Las ! Diana Vishneva, star internationale, n’a aucune de ces qualités. Sa danse est trop jolie et maniérée pour pouvoir interpréter une Carmen crédible. Elle surjoue le rôle là où Maïa Plissetskaïa était tout en naturel. Du coup, toutes les faiblesses de la chorégraphie transparaissent. Quel regret qu’une danseuse aussi talentueuse se soit perdue dans un rôle qui n’était pas pour elle.

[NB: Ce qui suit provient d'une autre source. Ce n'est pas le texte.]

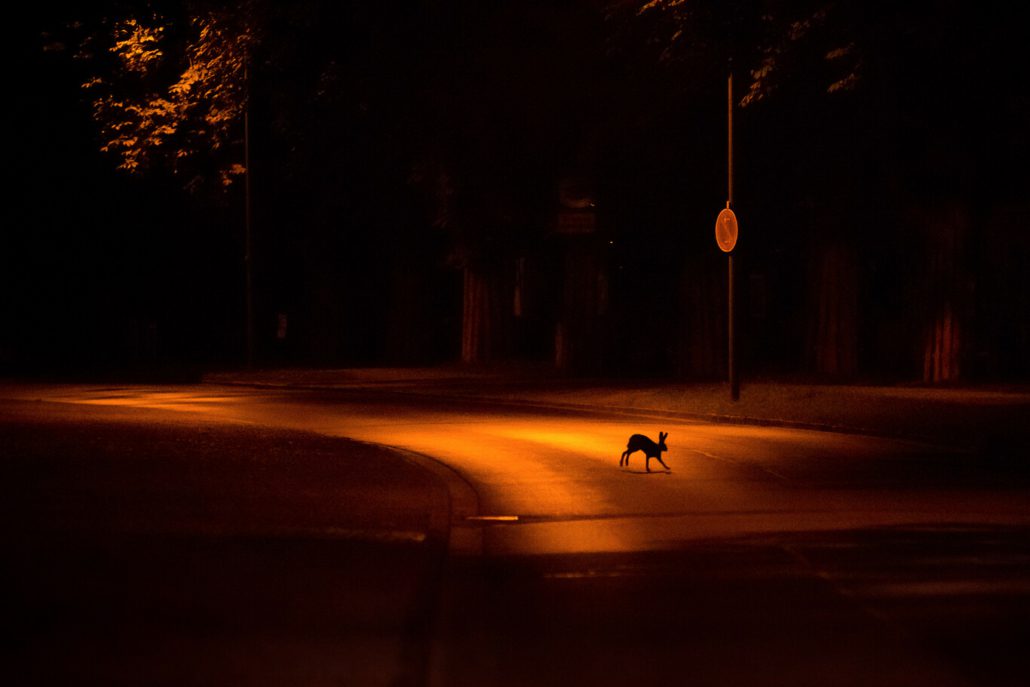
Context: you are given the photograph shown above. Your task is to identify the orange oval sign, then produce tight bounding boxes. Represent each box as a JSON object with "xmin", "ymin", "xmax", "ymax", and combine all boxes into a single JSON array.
[{"xmin": 715, "ymin": 208, "xmax": 736, "ymax": 252}]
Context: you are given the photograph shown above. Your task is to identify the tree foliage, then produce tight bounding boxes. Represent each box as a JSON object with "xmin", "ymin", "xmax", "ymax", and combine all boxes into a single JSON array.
[{"xmin": 70, "ymin": 7, "xmax": 258, "ymax": 190}]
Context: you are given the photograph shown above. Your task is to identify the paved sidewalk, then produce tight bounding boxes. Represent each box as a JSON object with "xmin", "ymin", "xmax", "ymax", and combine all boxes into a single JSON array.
[{"xmin": 205, "ymin": 366, "xmax": 1030, "ymax": 459}]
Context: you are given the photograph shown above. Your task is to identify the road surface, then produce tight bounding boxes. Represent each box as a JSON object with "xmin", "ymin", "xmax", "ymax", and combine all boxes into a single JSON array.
[{"xmin": 4, "ymin": 386, "xmax": 1030, "ymax": 685}]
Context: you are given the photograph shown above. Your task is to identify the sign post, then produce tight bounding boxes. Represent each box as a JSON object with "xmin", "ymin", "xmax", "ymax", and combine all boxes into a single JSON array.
[{"xmin": 715, "ymin": 71, "xmax": 741, "ymax": 401}]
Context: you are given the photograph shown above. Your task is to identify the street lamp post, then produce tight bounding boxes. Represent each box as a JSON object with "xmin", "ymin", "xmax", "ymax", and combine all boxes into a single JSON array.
[{"xmin": 243, "ymin": 50, "xmax": 254, "ymax": 369}]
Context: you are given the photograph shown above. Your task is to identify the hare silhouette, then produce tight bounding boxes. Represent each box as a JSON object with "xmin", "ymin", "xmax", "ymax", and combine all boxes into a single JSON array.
[{"xmin": 619, "ymin": 432, "xmax": 670, "ymax": 472}]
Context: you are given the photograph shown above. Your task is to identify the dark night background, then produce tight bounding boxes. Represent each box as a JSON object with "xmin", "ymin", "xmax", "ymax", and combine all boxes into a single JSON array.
[{"xmin": 8, "ymin": 0, "xmax": 1030, "ymax": 382}]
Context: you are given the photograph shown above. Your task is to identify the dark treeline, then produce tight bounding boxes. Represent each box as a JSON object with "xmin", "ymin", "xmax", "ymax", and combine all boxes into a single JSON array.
[{"xmin": 0, "ymin": 0, "xmax": 1030, "ymax": 382}]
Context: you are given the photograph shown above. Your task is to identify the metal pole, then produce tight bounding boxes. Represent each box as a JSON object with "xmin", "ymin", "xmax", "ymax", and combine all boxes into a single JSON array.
[
  {"xmin": 726, "ymin": 71, "xmax": 733, "ymax": 209},
  {"xmin": 726, "ymin": 68, "xmax": 741, "ymax": 401},
  {"xmin": 243, "ymin": 56, "xmax": 254, "ymax": 368}
]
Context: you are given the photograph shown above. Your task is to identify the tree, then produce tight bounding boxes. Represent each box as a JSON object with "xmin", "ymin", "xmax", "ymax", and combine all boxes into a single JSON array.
[{"xmin": 65, "ymin": 2, "xmax": 258, "ymax": 190}]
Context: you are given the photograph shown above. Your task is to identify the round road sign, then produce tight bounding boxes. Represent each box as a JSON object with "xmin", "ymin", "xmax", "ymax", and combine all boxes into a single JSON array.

Plus opportun dans ce programme fut La mort du Cygne de Michel Fokine sur la musique de Camille Saint-Saëns. Maïa Plissetskaïa en avait fait SA pièce de gala. Elle la dansa jusqu’ à près de 70 ans et la bissait volontiers. Ouliana Lopatkina, l’autre star du ballet du Mariinsky, est désormais la dépositaire inégalée de ce rôle court mais intense techniquement. La version qu’elle livre est comme toujours impeccable. Certes, il serait vain de chercher dans la version de la ballerine du Mariinsky le moindre écho à celle de Maïa Plissetskaya tant elles sont dissemblables : Maïa Plissetskaya racontait toute l’histoire avec le seul battement de ses bras là où Ouliana Lopatkina en fait davantage un décalque de son Lac des Cygnes. Élégant mais parfois désincarné: c’est beau, très beau même, mais cela n’émeut pas.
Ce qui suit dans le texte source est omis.